Ces passes d’armes, dans une audition plutôt ronronnante, ne devraient pas faire dérailler la candidature de la juge Jackson. Nommée par le président Joe Biden à la Cour suprême, cette brillante juriste de 51 ans devrait, sauf surprise, obtenir le feu vert du Sénat début avril et devenir la première femme noire à siéger au sein de la haute juridiction.
“Théorie critique de la race”
Selon un sondage Politico-Morning Consult, 47 % des Américains souhaitent qu’elle soit confirmée et seuls 19 % s’y opposent.

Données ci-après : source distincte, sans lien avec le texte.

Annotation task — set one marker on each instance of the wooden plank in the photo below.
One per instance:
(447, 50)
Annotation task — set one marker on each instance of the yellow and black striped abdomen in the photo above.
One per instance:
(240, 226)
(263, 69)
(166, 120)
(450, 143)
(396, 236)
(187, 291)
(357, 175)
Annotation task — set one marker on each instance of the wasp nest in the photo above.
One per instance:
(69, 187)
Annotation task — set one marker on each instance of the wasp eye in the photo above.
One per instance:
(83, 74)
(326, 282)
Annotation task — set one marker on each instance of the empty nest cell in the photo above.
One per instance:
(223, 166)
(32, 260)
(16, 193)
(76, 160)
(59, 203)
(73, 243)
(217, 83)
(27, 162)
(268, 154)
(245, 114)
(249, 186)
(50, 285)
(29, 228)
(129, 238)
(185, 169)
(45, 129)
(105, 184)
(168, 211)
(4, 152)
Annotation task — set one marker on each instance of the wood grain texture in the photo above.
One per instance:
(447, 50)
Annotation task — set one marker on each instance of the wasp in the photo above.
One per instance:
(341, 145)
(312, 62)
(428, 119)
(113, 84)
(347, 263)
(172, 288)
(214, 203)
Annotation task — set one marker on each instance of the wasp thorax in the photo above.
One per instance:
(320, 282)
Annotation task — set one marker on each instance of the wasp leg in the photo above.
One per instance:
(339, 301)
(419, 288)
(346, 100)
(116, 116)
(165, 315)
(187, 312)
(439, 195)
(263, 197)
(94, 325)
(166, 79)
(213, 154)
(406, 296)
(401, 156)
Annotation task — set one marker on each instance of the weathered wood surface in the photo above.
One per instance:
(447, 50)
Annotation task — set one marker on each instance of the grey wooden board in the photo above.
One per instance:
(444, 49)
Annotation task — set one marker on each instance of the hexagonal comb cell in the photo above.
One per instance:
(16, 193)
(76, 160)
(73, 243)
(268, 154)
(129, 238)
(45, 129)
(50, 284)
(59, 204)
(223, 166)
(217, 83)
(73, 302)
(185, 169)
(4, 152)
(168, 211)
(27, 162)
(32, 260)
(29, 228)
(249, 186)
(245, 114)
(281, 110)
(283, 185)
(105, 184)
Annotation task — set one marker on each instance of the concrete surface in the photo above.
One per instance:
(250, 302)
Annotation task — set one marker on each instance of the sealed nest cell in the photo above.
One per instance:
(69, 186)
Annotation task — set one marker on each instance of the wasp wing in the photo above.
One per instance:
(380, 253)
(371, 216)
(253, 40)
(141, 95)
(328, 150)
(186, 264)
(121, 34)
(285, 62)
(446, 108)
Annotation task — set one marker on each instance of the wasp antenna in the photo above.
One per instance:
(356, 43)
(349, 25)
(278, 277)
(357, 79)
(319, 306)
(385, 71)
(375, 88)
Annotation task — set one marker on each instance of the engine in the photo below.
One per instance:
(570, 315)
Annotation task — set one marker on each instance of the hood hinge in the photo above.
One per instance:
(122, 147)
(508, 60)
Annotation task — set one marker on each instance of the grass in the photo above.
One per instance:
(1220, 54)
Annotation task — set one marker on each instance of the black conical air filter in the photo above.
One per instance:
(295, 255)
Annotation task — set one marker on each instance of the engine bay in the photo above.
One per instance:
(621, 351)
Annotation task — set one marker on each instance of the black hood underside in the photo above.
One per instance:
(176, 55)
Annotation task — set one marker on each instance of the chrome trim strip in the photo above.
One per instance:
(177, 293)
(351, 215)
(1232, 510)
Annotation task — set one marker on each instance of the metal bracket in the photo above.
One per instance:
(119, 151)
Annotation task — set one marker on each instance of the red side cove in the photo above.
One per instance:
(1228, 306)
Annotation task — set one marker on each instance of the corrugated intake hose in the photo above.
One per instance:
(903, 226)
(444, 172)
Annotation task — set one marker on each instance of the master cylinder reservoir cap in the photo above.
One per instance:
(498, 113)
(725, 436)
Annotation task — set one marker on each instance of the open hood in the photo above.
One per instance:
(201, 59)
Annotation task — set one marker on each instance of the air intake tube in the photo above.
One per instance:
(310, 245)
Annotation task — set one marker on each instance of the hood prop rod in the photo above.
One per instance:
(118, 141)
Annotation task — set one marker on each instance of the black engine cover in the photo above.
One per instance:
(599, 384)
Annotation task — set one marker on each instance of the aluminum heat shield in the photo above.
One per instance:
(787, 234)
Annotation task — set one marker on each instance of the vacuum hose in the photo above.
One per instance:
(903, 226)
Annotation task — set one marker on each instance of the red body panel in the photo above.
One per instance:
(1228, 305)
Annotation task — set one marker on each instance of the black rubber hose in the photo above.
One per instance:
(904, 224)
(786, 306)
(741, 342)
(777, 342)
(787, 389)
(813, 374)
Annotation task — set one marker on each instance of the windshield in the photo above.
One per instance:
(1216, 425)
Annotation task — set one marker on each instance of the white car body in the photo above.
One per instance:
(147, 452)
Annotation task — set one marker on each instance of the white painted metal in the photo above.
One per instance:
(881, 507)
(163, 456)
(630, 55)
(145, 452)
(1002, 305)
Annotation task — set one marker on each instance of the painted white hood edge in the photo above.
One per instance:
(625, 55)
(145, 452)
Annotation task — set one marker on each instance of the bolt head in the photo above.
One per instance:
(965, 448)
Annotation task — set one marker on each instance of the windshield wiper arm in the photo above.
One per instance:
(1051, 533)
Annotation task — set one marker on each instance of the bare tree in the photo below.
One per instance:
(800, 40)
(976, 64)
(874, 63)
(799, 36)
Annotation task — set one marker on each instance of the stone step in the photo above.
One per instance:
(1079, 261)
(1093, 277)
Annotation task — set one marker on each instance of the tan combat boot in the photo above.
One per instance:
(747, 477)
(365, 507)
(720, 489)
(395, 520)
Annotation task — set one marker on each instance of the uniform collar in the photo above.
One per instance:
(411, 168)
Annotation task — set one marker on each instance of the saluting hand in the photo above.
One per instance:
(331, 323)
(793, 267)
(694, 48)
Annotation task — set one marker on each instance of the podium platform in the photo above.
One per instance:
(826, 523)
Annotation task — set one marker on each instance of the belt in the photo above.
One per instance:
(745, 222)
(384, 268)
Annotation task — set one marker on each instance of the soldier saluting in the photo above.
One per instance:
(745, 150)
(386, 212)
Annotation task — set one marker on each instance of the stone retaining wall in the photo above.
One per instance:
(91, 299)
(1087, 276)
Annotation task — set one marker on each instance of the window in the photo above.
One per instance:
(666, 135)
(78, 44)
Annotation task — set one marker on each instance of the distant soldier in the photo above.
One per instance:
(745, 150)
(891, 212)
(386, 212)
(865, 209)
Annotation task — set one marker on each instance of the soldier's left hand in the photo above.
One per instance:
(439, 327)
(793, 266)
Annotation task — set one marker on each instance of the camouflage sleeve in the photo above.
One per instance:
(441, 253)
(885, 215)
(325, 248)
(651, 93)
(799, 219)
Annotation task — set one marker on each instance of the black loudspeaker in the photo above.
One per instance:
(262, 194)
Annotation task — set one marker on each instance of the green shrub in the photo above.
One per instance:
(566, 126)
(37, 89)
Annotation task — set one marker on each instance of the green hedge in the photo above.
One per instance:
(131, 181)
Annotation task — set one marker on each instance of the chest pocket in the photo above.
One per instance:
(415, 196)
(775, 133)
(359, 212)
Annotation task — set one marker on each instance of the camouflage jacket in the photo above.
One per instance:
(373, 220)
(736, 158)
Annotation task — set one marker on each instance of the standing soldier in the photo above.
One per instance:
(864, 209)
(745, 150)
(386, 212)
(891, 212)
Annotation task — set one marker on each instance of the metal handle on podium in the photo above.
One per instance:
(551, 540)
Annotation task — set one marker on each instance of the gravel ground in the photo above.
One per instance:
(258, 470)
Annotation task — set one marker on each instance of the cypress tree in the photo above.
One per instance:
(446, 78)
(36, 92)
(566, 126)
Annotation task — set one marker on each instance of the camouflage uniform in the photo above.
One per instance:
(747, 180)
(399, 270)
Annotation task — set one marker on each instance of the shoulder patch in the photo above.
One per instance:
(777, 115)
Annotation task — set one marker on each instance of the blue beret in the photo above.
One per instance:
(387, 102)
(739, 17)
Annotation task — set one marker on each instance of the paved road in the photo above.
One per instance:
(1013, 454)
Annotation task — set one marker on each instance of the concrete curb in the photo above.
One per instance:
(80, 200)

Au-delà du symbole, son arrivée, pour remplacer le juge démissionnaire Stephen Breyer, ne modifiera pas les équilibres au sein du temple du droit américain, où les conservateurs garderont une solide majorité de six sièges sur neuf. Pour toutes ces raisons, la plupart des élus républicains ne se battent pas férocement pour contrer sa candidature.
Mais ceux qui nourrissent des ambitions présidentielles ont utilisé son audition pour faire résonner leurs thèmes de prédilection. Au-delà de son coup d’éclat sur les pédophiles, Ted Cruz a également laissé entendre que la juge Jackson soutenait la “théorie critique de la race”. Dans l’esprit des conservateurs, cette théorie est enseignée à l’école et oblige les enfants blancs à se voir comme des oppresseurs et les enfants noirs comme des victimes.
“C’est une théorie académique qui analyse le racisme au niveau institutionnel” et “n’est enseignée à mon sens qu’en faculté de droit”, a-t-elle rétorqué. “Mais je ne l’ai jamais étudiée ni utilisée dans mon travail de juge et je ne le ferai pas si je suis confirmée à la Cour suprême.”
Guantanamo
D’autres élus républicains lui ont reproché d’avoir défendu des détenus de Guantanamo ou des criminels endurcis quand elle était avocate dans les services d’aide juridictionnelle à Washington de 2005 à 2007. Aux États-Unis, tout accusé a droit à un avocat, a-t-elle répondu : “c’est ce qui fait notre grandeur”.
“Des membres de ma famille sont sur la ligne de feu, donc je suis très attachée à la sécurité publique”, a-t-elle également souligné, en rappelant que son frère et deux de ses oncles étaient ou avaient été policiers.
Se disant “troublé” par le fait que plusieurs “associations gauchistes” soutiennent sa candidature, le sénateur républicain Lindsey Graham lui a demandé si elle était “militante”. “Non”, a-t-elle rétorqué. “Je n’importe pas mes vues personnelles ou mes préférences” dans mes décisions, a-t-elle martelé à plusieurs reprises.
Sur les sujets politiques, conformément aux usages, elle s’est montrée évasive. Elle a notamment refusé de se prononcer sur les appels, émis par plusieurs élus et associations de gauche, à créer de nouveaux sièges au sein de la Cour suprême pour diluer l’influence des magistrats conservateurs. “À mon avis, les juges ne doivent pas parler de politique.”